Le moment où les donjons commencent à prendre la place des hexagones.
Après un premier numéro encore très marqué par la culture wargame et la FFJSST, Casus Belli n°2 confirme que quelque chose est en train de basculer. Lentement. Sans déclaration officielle. Mais clairement.
Dans notre chronique du n°1, on se rappelait que Casus Belli était encore « le magazine des jeux de simulation ». Le jeu de rôle y existait déjà, mais il partageait l’espace avec Panzergruppe Guderian et Diplomacy.
Le n°2 continue sur cette ligne… tout en la déplaçant légèrement.

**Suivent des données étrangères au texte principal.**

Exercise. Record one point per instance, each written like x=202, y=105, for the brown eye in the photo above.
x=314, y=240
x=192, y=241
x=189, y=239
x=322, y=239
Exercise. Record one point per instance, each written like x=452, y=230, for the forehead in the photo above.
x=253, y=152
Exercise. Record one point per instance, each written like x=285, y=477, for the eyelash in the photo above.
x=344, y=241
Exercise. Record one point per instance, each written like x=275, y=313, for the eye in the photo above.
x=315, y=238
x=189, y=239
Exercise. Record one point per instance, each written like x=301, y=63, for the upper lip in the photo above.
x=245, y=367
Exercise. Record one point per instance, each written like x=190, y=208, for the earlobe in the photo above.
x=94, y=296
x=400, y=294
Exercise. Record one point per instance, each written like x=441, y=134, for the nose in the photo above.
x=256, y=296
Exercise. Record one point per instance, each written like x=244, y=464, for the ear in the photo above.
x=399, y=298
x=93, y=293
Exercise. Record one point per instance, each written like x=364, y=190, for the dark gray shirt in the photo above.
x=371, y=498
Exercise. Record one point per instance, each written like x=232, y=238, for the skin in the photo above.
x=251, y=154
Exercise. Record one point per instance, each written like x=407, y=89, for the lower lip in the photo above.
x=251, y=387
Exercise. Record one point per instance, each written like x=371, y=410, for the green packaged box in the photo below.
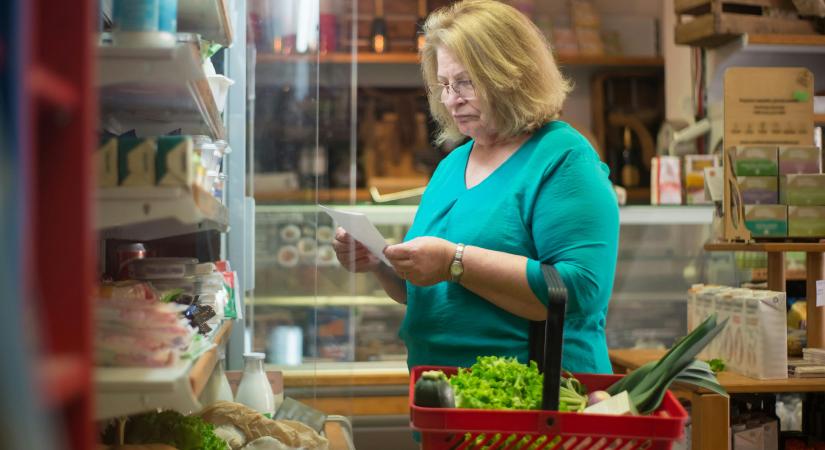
x=767, y=220
x=755, y=161
x=174, y=164
x=805, y=190
x=759, y=190
x=806, y=221
x=106, y=163
x=136, y=161
x=799, y=159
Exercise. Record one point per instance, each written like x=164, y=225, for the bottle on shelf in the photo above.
x=630, y=171
x=254, y=390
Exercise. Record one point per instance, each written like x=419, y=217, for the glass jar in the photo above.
x=254, y=390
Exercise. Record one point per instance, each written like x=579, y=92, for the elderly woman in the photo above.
x=525, y=190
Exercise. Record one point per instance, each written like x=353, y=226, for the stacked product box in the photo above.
x=782, y=189
x=754, y=340
x=182, y=161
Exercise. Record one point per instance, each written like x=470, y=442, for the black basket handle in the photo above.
x=546, y=338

Le wargame est toujours très présent. Drive on Stalingrad, Waterloo, campagnes napoléoniennes, systèmes tactiques détaillés. Rien n’a disparu. Mais cette fois, Donjons & Dragons cesse d’être une curiosité. Il devient une pratique installée.
Un long article explique concrètement comment organiser une partie, préparer ses personnages, tenir une chronique de campagne, gérer l’équipement. Ce n’est plus une découverte. C’est une transmission. Et surtout, le numéro contient ce qui ressemble déjà à une promesse éditoriale.
Un module.
Le Château des Sphinx est le premier mini-donjon publié dans la revue. Aujourd’hui il peut sembler rudimentaire, presque mécanique, très « porte-monstre-trésor », comme le remarque glob77.

Mais en 1980, c’est un geste fondateur. Casus Belli ne parle plus seulement du jeu de rôle. Il fournit du jeu prêt à jouer. Et autour de ce module, le magazine installe déjà ses futures habitudes.
La rubrique Devine qui vient dîner ce soir continue. Elle deviendra un classique. On y trouve des créatures étranges, parfois inquiétantes, parfois franchement bricolées, mais toujours jouables immédiatement. Ce sont des outils de table avant d’être du lore.

Même chose avec les Félys, nouvelle race jouable après le Samouraï du numéro précédent. Ce n’est pas encore une construction de gamme. C’est une expérimentation permanente, typique d’un moment où personne ne sait encore ce que sera exactement le jeu de rôle français.

Autre détail révélateur : le magazine annonce le premier championnat de France de wargames. Le cœur institutionnel reste du côté de la simulation stratégique. Mais le contenu publié raconte déjà autre chose.On est dans une zone intermédiaire.
Le n°1 montrait un magazine de wargame qui accueille le jeu de rôle. Le n°2 montre un magazine de simulation où le jeu de rôle commence à produire sa propre matière.
Ce n’est pas encore la bascule. Mais c’est clairement le moment où elle devient inévitable.